No sooner did my colleague’s (Charles Rogers) column (‘Candidate’ Bush Hasn’t Started To Aim His Guns Yet) appear in last week’s issue than the first salvo in President Bush’s 2004 reelection campaign was fired.

Ethically, it truly misfired.

It was insensitive, tasteless and exploitative — the lowest of blows!

If this is the chief strategy the Bush campaign intends to maintain for the next eight months, the ABB (Anyone But Bush) opposition will surely be plentiful and multiply before seeing history repeat itself when George W. Bush becomes a one-term president like his daddy.

Doesn’t anyone in the Bush Administration have any compassion and concern for those who died in the terrorist attacks on the World Trade Center and the rescue efforts on September 11, 2001?

Probably not or they wouldn’t have opted to
include scenes from Ground Zero in the first round of television campaign spots that began appearing on local stations in seventeen states (New York was not one of them) and on three national cable networks last week.

A widow whose husband died when the Twin Towers collapsed told the media, "This is a slap in the face of the murders of 3,000 people. It is unconscionable."

One New York City firefighter told the Daily News, "The images of firefighters at Ground Zero should not be used…for politics."

Harold Schaitberger, the general president of the International Association of Firefighters union, which has endorsed John Kerry, issued a statement after the ads debuted: "I’m disappointed, but not surprised that the president would try to trade on the heroism of those firefighters…The use of 9/11 images are hypocrisy at its worst...."

One person’s disgust is another’s satisfaction. A woman, who lost her brother on 9/11, supported the commercials, saying, "It speaks the truth of the times…Bush led us through the darkest moments in history."

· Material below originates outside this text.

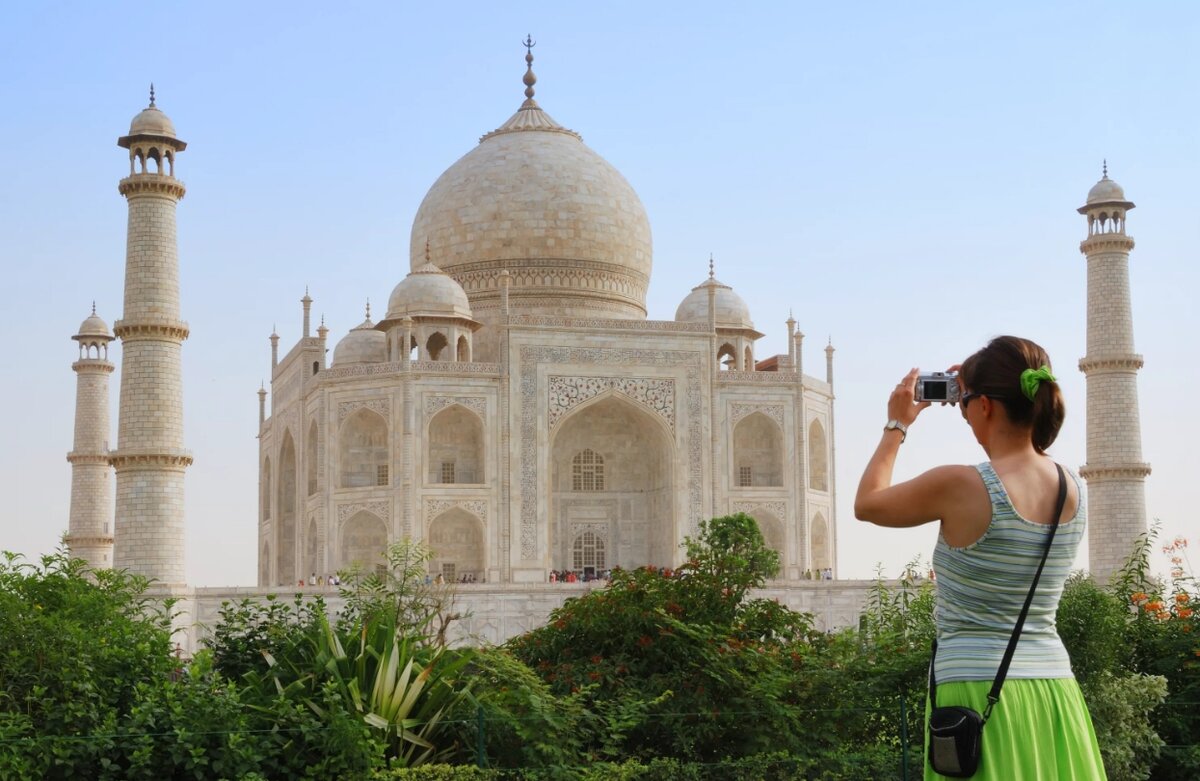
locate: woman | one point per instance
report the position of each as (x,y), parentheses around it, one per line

Due to the disputed results of the 2002 election President Bush happened to be in office when the 9/11 catastrophe occurred, therefore he has an obvious political advantage and is entitled to blow his horn about what a great leader and crisis manager he believes he was in its aftermath.

For many, though, especially those who lost family members and friends, any graphic reference to that tragic day is a painful reminder of their loss. Nonetheless, I wouldn’t find it as inexcusable if the Bush campaign used that memorable photo of the president standing atop the debris from the Twin Towers with a fireman holding an American flag. After all, Bush wouldn’t have made it to the White House if he didn’t take advantage of and savor every possible photo opportunity.

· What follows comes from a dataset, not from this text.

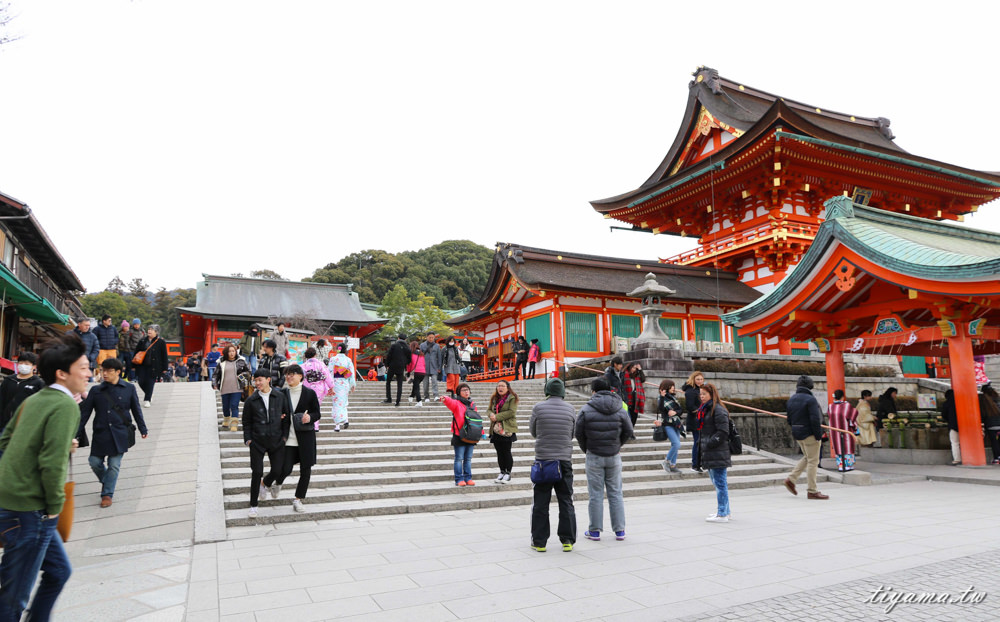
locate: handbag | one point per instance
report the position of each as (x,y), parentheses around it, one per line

But it’s shameful and appalling for his campaign to include in one ad a brief image of one of the collapsed towers then a glimpse of several firemen walking out of the rubble at Ground Zero carrying the body of
fallen comrade on a flag-draped stretcher.

Last weekend at his Texas ranch the president defended the controversial ads, which market his "steady leadership in times of change," vowing he will not drop them, citing his guidance that day and in the subsequent war on terrorism.

For a president and an administration that have refused full cooperation with the federal commission selected to investigate the events leading up to the September 11, 2001 terrorist attacks, it’s disgraceful that they chose to spotlight the tragedy in his
reelection effort.

When New York State Governor George Pataki referred to the tragedy in his reelection campaign two years ago, he at least had the sense and decency to preview ads for victims’ families for approval before letting them be broadcast.

You can bet you’ll never see the Bush campaign produce ads showing any of the 550+ servicemen killed in action being shipped back home in body bags. It would be risky to remind voters that the war in Iraq has absolutely nothing to do with 9/11 retaliation and have them question whether or not the unprovoked conflict has actually made the nation safer.

While opponents condemn Democratic presidential candidate-in-waiting John Kerry’s position changes on some issues, it should be noted that in January, 2003, President Bush told the Associated Press he didn’t have "any ambition whatsoever to use (9/11) as a political issue." (Emphasis is mine.)

Like a typical politician, he’s evidently had a change of mind to suit his political needs.